I request more updates on Loki!


----------



## Pipyr (Oct 21, 2011)

Haha ok! I finally subjected Loki to the terrible injustice of sexing and discovered, as I had started to suspect, that Loki is a *she*-bunny!  I also made a little video of her a couple of weeks ago. here is it:

[flash=425,344]http://www.youtube.com/v/Rna36xImP8s&hl=en&fs=1[/flash]

I really need to update it, because she is even more adventurous and loving now. I sure love this little bunny. She's always so happy, it cheers my up if I'm having a bad day.


----------



## Alek (Oct 22, 2011)

OMG! How flippin' cute is that lop! I really like the tongue picture. That's a great one, it looks like it's saying "BLECH!" LOL


----------



## Bunnylova4eva (Oct 22, 2011)

WOW! He's an ADORABLE bunny!  Soo soo cute! Maybe part english lop? Just a thought. I've had 3 holland and he doens't look like just holland. Maybe mixed. I love how he's tri-colored! I always loved those but never have been able to find one when I got a new bunny.


----------



## Bunnylova4eva (Oct 27, 2011)

Just a thought- but she looks just like a Thuringian dwarf lop. idk if that's what she is but I saw a picture labeled as one in a new bunny book I just got and it reminded me of your bunny.  hope that helps!


----------



## Pipyr (Oct 28, 2011)

She gets more and more tall/upright every day, it seems. I think she's mostly mini lop, possibly with some holland and even english thrown in. All I know for sure is that she's my baby!!


----------



## Bunnylova4eva (Oct 28, 2011)

*Pipyr wrote: *


> She gets more and more tall/upright every day, it seems. I think she's mostly mini lop, possibly with some holland and even english thrown in. All I know for sure is that she's my baby!!

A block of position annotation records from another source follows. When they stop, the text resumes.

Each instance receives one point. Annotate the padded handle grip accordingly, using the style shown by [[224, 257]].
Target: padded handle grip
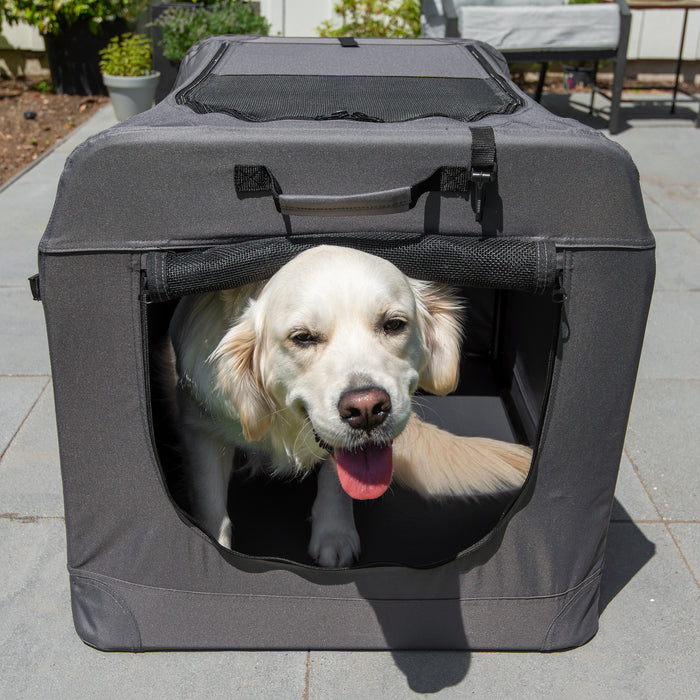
[[370, 204], [257, 180]]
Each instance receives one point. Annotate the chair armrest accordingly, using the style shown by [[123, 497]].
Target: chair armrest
[[622, 4]]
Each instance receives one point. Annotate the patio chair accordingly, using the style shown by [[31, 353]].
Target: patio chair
[[541, 31]]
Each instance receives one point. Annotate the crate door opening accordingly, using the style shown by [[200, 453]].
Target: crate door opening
[[504, 377]]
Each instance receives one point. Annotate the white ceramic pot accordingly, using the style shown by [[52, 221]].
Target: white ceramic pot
[[131, 95]]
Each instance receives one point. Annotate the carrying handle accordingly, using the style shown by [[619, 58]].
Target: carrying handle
[[258, 180]]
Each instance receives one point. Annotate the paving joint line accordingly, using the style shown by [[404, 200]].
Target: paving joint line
[[663, 522], [24, 420], [29, 519]]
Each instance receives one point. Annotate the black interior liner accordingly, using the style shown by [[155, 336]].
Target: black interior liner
[[271, 517]]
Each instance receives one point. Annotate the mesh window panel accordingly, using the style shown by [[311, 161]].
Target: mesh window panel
[[262, 98], [526, 265]]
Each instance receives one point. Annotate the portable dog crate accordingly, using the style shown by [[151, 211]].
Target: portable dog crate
[[421, 151]]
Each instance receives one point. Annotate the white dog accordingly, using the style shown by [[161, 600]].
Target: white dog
[[315, 369]]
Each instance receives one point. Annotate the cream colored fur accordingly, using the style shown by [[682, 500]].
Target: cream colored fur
[[265, 366]]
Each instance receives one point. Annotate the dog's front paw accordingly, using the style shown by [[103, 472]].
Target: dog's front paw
[[334, 547], [225, 538]]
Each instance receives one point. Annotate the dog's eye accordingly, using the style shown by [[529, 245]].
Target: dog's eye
[[394, 325], [303, 338]]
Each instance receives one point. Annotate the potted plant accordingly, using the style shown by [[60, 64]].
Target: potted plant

Yep I must agree...she's sooooo *ADORABLE* :biggrin2:


----------



## jujub793 (Oct 28, 2011)

I want your bunny!!! She is sooooo cute!!!!!! I can see where she would certainly brighten up your worse day


----------



## Pipyr (Oct 28, 2011)

Do all bunnies love pets as much as my Loki does? It doesn't matter what she's doing, or if she's scared because she's in a new place or there is a lot of noise going on outside (there is construction right outside our window right now)...as soon as you touch her head, she immediately assumes the "pet me" position and starts chattering away in happiness. She would let me pat her all day if I would. I've never had any animal love being pet so much, lol.


----------